Indeed, Harding College, later University, was a training ground for missionaries and their families. Stephen Crowder has therefore given us a window from which we can look into the background of those who undertook missions to foreign lands in Churches of Christ. The Bensons, the Whitfields, the Davises, the Broadduses, and others mentioned by Crowder in this book are very important links in the history of missions in Churches of Christ.

The Stephen Crowder Legacy

Crowder became interested in the Canton Mission because the key leaders, George and Sallie Benson, were his grandparents. His mother, Ruth Benson Crowder, in her early years grew up at the Mission. I first met Stephen’s parents in Iowa, after they were married. His father, Numa Crowder, was the minister for a congregation in Muscatine. The Crowders later moved to Macomb, Illinois. We lived in Iowa City where I preached and took graduate courses at the University of Iowa. The Crowders and the Olbrichts shared an occasional meal. I first met Stephen at Abilene Christian University. He attended the Minter Lane Church of Christ where I was an elder. I was chair of the Religion Division at Pepperdine University, Malibu, California, 1986–1996. After retiring I continued to offer graduate courses in Biblical Theology in the Pepperdine off-campus programs. Stephen enrolled in the course I offered in our Albuquerque programs in the early 2000s.

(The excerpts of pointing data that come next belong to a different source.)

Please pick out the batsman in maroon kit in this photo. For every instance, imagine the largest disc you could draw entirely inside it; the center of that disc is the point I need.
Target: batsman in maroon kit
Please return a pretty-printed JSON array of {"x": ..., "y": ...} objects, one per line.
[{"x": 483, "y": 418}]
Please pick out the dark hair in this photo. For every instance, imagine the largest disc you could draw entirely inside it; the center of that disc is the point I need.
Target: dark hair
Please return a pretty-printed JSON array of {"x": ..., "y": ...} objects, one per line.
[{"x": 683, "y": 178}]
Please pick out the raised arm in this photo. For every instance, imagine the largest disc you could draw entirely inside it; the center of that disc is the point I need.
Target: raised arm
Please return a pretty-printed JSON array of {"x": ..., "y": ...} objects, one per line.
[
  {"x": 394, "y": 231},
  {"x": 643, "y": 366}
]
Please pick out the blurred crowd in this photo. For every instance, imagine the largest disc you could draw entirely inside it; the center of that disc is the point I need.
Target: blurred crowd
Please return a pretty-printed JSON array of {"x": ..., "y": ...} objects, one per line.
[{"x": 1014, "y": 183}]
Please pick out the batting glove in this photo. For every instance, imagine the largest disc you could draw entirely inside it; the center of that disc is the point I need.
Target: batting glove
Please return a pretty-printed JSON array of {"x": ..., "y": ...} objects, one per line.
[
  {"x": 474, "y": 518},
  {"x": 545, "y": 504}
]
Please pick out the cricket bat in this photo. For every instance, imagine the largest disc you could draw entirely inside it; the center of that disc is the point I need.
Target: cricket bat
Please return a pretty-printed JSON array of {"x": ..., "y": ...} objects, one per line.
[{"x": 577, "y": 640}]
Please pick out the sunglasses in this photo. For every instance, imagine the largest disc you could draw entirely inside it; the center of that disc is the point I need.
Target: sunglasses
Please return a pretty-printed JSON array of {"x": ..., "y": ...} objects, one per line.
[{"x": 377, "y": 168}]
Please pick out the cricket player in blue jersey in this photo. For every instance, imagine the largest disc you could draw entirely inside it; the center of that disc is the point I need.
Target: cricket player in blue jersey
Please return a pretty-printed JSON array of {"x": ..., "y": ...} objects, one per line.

The Bensons were also important in Churches of Christ and national history. Books by Edward Hicks and John C. Stevens have been published about the Bensons, but neither Hicks nor Stevens spent much time on the Chinese mission’s aspect of the Benson story.2 They focus more on the return of the Bensons to the United States and George S. Benson’s presidency of Harding University. Stephen undertook major research in original, published and unpublished sources, in order to write this book. He possesses or has available several family documents and diaries. He has also visited other pertinent archives and utilized periodicals not all of which are readily available. He has incorporated several important pictures and maps into the text. Crowder has opened up an exceptional window into Churches of Christ missions in China.

Thomas H. Olbricht

Distinguished Professor Emeritus of Religion

Pepperdine University

1 The sources for the information in this Introduction are: Gary Owen Turner, “Pioneer to Japan: A Biography of J. M. McCaleb” MA Thesis, Abilene Christian, 1972. Charles R. Brewer, ed., A Missionary Pictorial (Nashville: World Vision, 1966); Lynn D. Yocum, ed., 1979 Missionary Pictorial Supplement (Nashville: World Vision, 1979); Don Carlos Janes, Missionary Biographies (Louisville: Janes Printing, 1940–1943); Shawn Daggett, The Lord Will Provide: James A. Harding and the Emergence of Faith Missions, 1892-1913, ThD diss., Boston University, 2007.

2 L. Edward Hicks, Sometimes in the Wrong, but Never in Doubt: George Benson and the Education of the New Religious Right (Knoxville: University of Tennessee Press, 1994); John C. Stevens, Before Any Were Writing: The Story of George S. Benson (Searcy: Harding University Press, 1991).